"Bu, kenapa sih ibu nggak mau garuk-garuk yang kenceng kalo di sini?" tanya Mas Khal sambil nunjukin tulang rusuknya.
Biasa, tiap mau tidur malem anak ini manjanya luar biasa sama ibu. Maunya digaruk-garuk cuma sama ibu. Pas lagi asik garuk sambil peluk-pelukan, tiba-tiba dia nanya kayak gitu.
"Soalnya Mas Khal kurus banget, tulang rusuknya sampe kerasa banget kalo di pegang," jawabku sedih.
"Emm, kalo ibu tulangnya kok nggak kerasa?" ucapnya balik bertanya.

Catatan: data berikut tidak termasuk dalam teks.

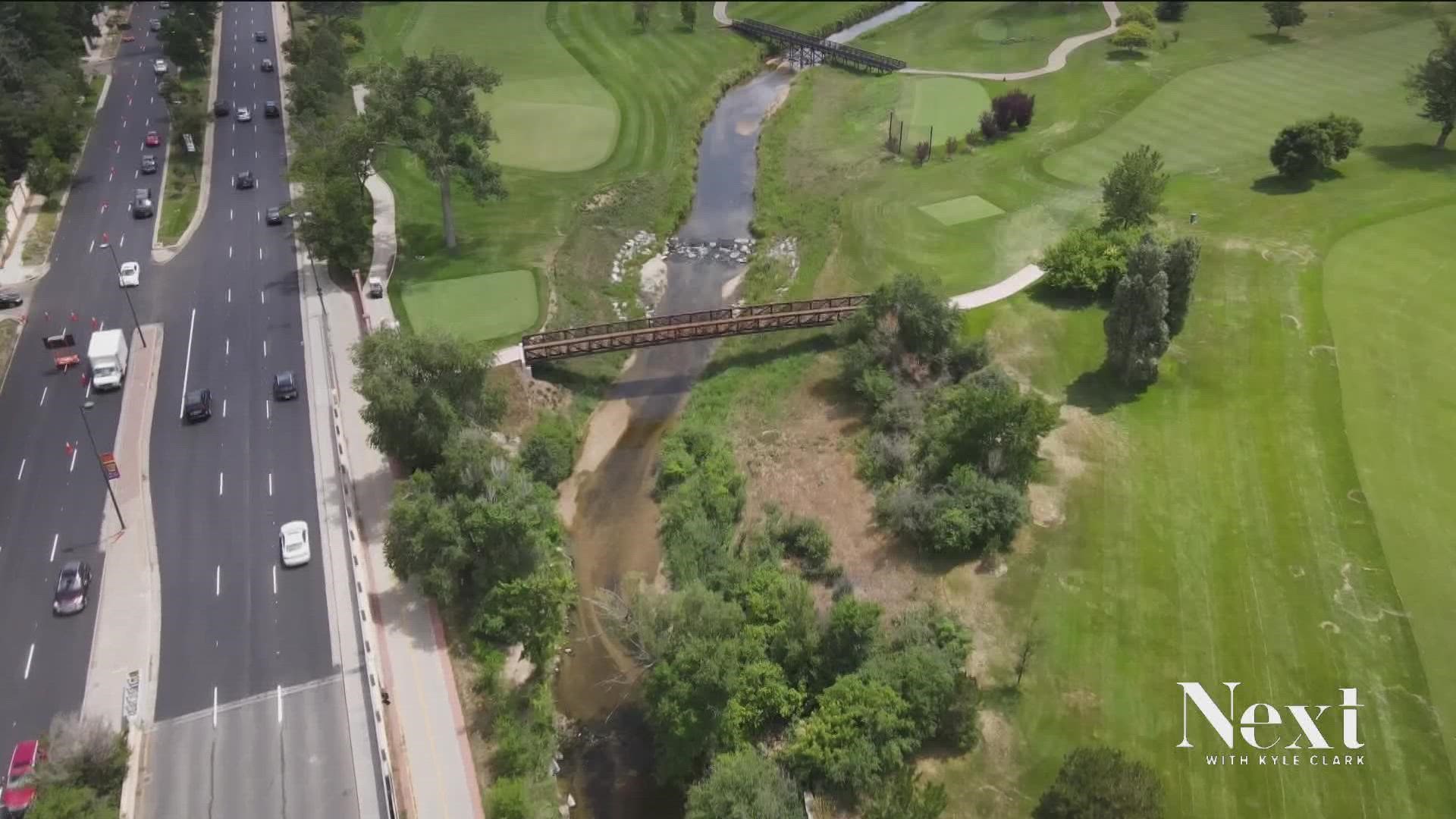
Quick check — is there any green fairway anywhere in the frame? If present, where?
[362,3,617,171]
[403,270,537,340]
[1325,204,1456,759]
[920,196,1006,226]
[728,0,869,32]
[1046,20,1434,184]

"Oh, em, karena ibu ada lemaknya."
"Berarti ibu kenapa?"
"Hmm, gendut, gendut."
"Nah!" ujarnya puas sambil tertawa.
Hihi, secuplik obrolan kayak di atas itu udah biasa banget emang tetiba muncul dari bocah tiga tahunku. Anak ini tipenya suka ngelawak. Nggak tau sih turunan siapa, tapi emang sukanya bikin ibu dan bapak geleng-geleng kepala gegara omongan ceplas-ceplosnya yang emang bikin ketawa.
Dari umurnya dua tahun, sukanya ganti-ganti lirik lagu. Kayak begini contohnya.
"Bebek adus kali, nututi sabun wangi.
Bapak mundut roti, khalfan diparingi."
Tapi, diganti sama dia jadi begini.
"Bebek adus kali, nututi sabun ora wangi.
Khalfan mundut yupi, bapak ora diparingi."
Sebenernya masih banyak lagi sih tingkah dan omongannya yang suka bikin ibu bapaknya tercengang. Apalagi, cara dia menyampaikan itu biasanya dengan pertanyaan-pertanyaan yang sebenernya udah dia tau jawabannya. Kayak cuplikan di atas tadi. Seolah-olah lagi ngetes ibu atau bapaknya gitu. MashaAllah…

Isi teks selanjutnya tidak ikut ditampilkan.